LY393615, a novel neuronal Ca2+ and Na+ channel blocker with neuroprotective effects in models of in vitro and in vivo cerebral ischemia

Lilly Corporate Center, Indianapolis, IN 46285-0814, USA
Brain Research (Impact Factor: 2.84). 02/2001; 888(1):138-149. DOI: 10.1016/S0006-8993(00)03043-2


In the present studies we have examined the effects of a new calcium channel blocker, LY393615 ((N-Butyl-[5,5-bis-(4-fluorophenyl)tetrahydrofuran-2-yl]methylamine hydrochloride, NCC1048) in a model of hypoxia–hypoglycaemia in vitro and in a gerbil model of global and in two rat models of focal cerebral ischaemia in vivo. Results indicated that LY393615 protected against hypoxia–hypoglycaemic insults in brain slices and also provided significant protection against ischaemia-induced hippocampal damage in gerbil global cerebral ischaemia when dosed at 10, 12.5 (P<0.05) or 15 mg/kg i.p. (P<0.01) 30 min before and 2 h 30 min after occlusion. The compound penetrated the brain well after a 15 mg/kg i.p. dose and had a half-life of 2.5 h. In further studies LY393615 was protective 1 h post-occlusion when administered at 15 mg/kg i.p. followed by 2 doses of 5 mg/kg i.p. 2 and 3 h later.
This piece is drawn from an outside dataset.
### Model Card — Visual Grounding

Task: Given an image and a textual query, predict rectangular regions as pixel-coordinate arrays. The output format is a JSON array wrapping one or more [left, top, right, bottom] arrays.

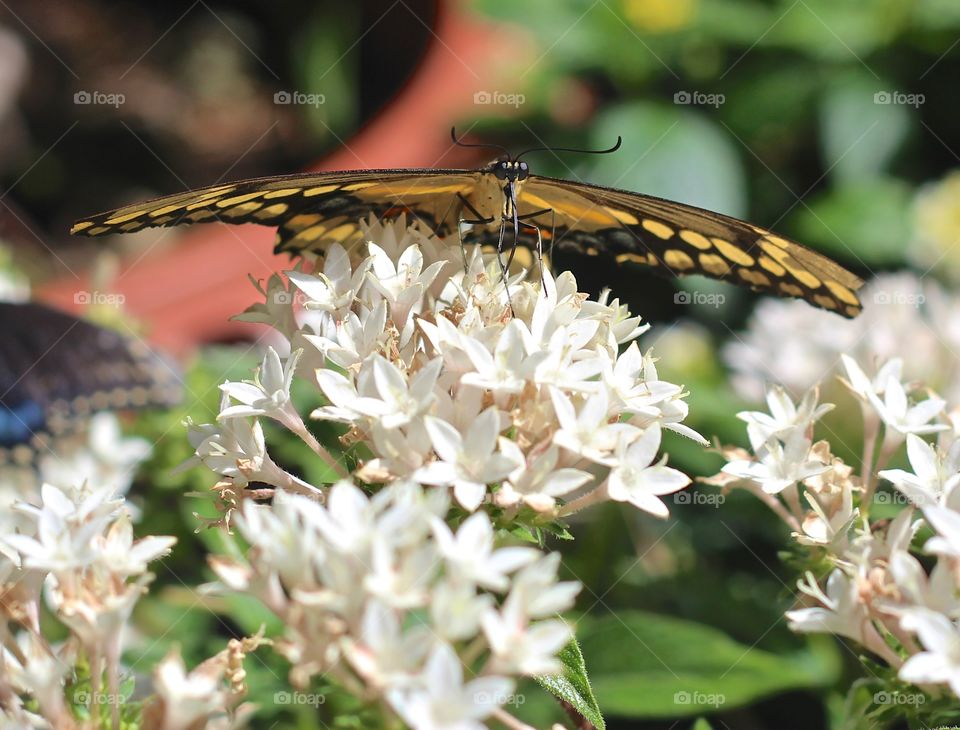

LY393615 dosed at 15 mg/kg i.p. followed by 2 further doses of 5 mg/kg i.p. (2 and 3 h later) also produced a significant reduction in the infarct volume following Endothelin-1 (Et-1) middle cerebral artery occlusion in the rat when administration was initiated immediately (P<0.01) or 1 h (P<0.05) after occlusion. The compound was also evaluated in the intraluminal monofilament model of focal ischaemia. The animals had the middle cerebral artery occluded for 2 h, and 15 min after reperfusion LY393615 was administered at 15 mg/kg i.p. followed by 2 mg/kg/h i.v. infusion for 6 h. There was no reduction in infarct volume using this dosing protocol. In conclusion, in the present studies we have reported that a novel calcium channel blocker, LY393615, with good bioavailability protects against neuronal damage caused by hypoxia–hypoglycaemia in vitro and both global and focal cerebral ischaemia in vivo. The compound is neuroprotective when administered post-occlusion and may therefore be a useful anti-ischaemic agent.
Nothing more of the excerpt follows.